A pro talks about the staffing experience. And definitely gets it right:
by Dara Resnki Creasy
The first time I almost got staffed on a TV show was in the spring of 2006. My fiancée-at-the-time and writing partner and I were still playing assistant-by-day/writer-by-night superheroes. It was a strange moment of purgatory in our lives that buzzed with anticipation and hope. We had sold our first feature script in 2004, were repped at a big agency, and had gotten paid for a few more things here and there, but true success as writers eluded us. We were waiting for a break.
Desperation made us into our own factory. You can’t sell what doesn’t exist. We churned out scripts. Feature specs, spec pilots, specs of existing TV dramas and comedies, even plays. It was a spec of The Office that got us our first serious staffing meeting – on George Lopez with, you guessed it, George Lopez. On the way up to Warner Bros., the theme song to that show, “Low Rider,” came on the radio. We took it as a sign from the Universe.
The meeting went great. As well as any meeting I’ve had before or since. The kind of meeting that so often precedes the “you got the gig!” call. I felt like besties with George. Except we didn’t get the gig. The official reason they didn’t hire us was that the show’s order was cut (and therefore its budget), though in retrospect it seems unlikely the shared salary of a staff writer was going to break the bank. Whatever the reason, it didn’t happen. Damn you, Universe.

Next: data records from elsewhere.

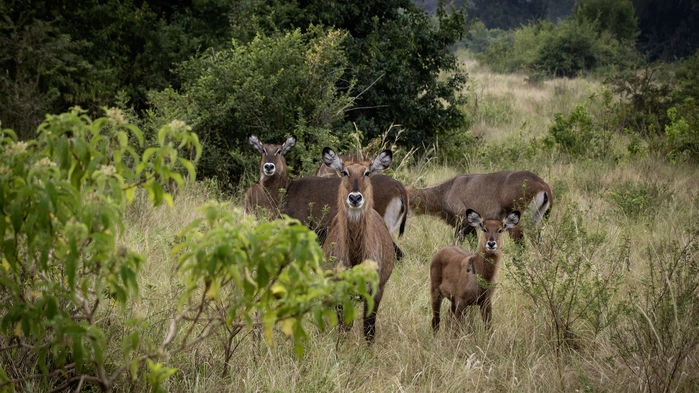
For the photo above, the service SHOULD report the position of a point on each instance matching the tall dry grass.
(519, 354)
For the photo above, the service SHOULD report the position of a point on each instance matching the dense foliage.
(69, 284)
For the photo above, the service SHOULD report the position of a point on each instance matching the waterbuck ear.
(382, 161)
(290, 142)
(256, 144)
(474, 219)
(331, 159)
(511, 220)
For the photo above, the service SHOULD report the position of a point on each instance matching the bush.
(271, 87)
(63, 200)
(682, 135)
(635, 200)
(580, 135)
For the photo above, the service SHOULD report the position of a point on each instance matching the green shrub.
(63, 201)
(580, 135)
(682, 135)
(634, 200)
(568, 272)
(271, 87)
(68, 284)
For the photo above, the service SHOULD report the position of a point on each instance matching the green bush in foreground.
(66, 281)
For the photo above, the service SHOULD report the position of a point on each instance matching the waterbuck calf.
(357, 232)
(491, 194)
(469, 279)
(268, 192)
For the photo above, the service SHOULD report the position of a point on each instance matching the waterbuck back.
(267, 193)
(357, 232)
(465, 278)
(491, 194)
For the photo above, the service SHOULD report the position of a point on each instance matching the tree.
(68, 284)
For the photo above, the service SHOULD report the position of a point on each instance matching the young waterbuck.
(469, 279)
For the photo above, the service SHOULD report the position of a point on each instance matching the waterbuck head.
(355, 192)
(492, 229)
(273, 160)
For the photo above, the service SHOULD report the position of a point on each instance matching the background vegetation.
(122, 272)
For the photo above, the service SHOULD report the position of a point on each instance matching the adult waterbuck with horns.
(268, 192)
(312, 200)
(357, 232)
(469, 279)
(493, 195)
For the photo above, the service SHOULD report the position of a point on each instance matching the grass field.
(612, 305)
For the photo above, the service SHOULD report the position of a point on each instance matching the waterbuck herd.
(357, 213)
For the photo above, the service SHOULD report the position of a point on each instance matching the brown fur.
(491, 194)
(266, 193)
(357, 232)
(458, 275)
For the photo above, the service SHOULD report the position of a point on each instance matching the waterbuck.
(469, 279)
(491, 194)
(312, 200)
(357, 232)
(268, 192)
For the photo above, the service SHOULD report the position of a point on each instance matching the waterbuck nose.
(355, 199)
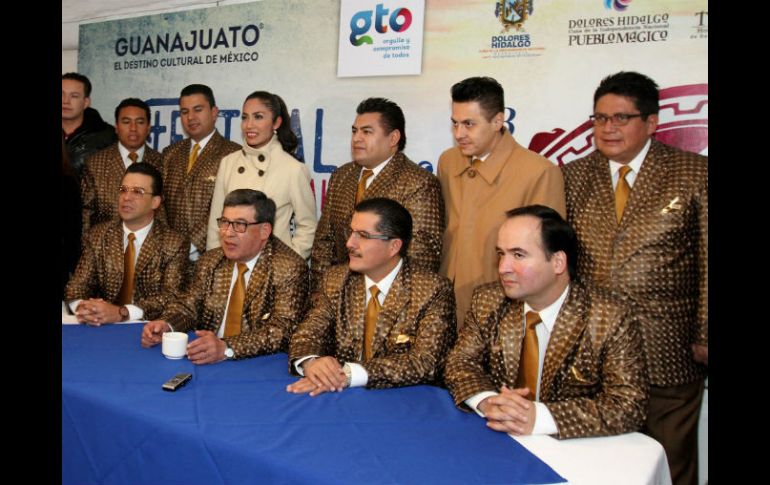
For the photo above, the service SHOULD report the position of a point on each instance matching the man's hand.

I went back to temping at Disney (one of my many making-ends-meet jobs) and Chad assisting the screenwriter John August. We got married that summer. And kept writing. Then something miraculous happened. A writer for whom my now-husband had interned years before called us one morning in January of 2007. “What are you doing today?” He was running the writers’ room at Studio 60 on the Sunset Strip. They had just lost a chunk of their staff to budget cuts (this time it worked in our favor!) and needed staff writers who could start right away. He asked for samples. We handed over the best and most appropriate material we had – a Nip/Tuck spec, a short play, and the feature we had sold, which was now crawling towards a green light at Morgan Creek.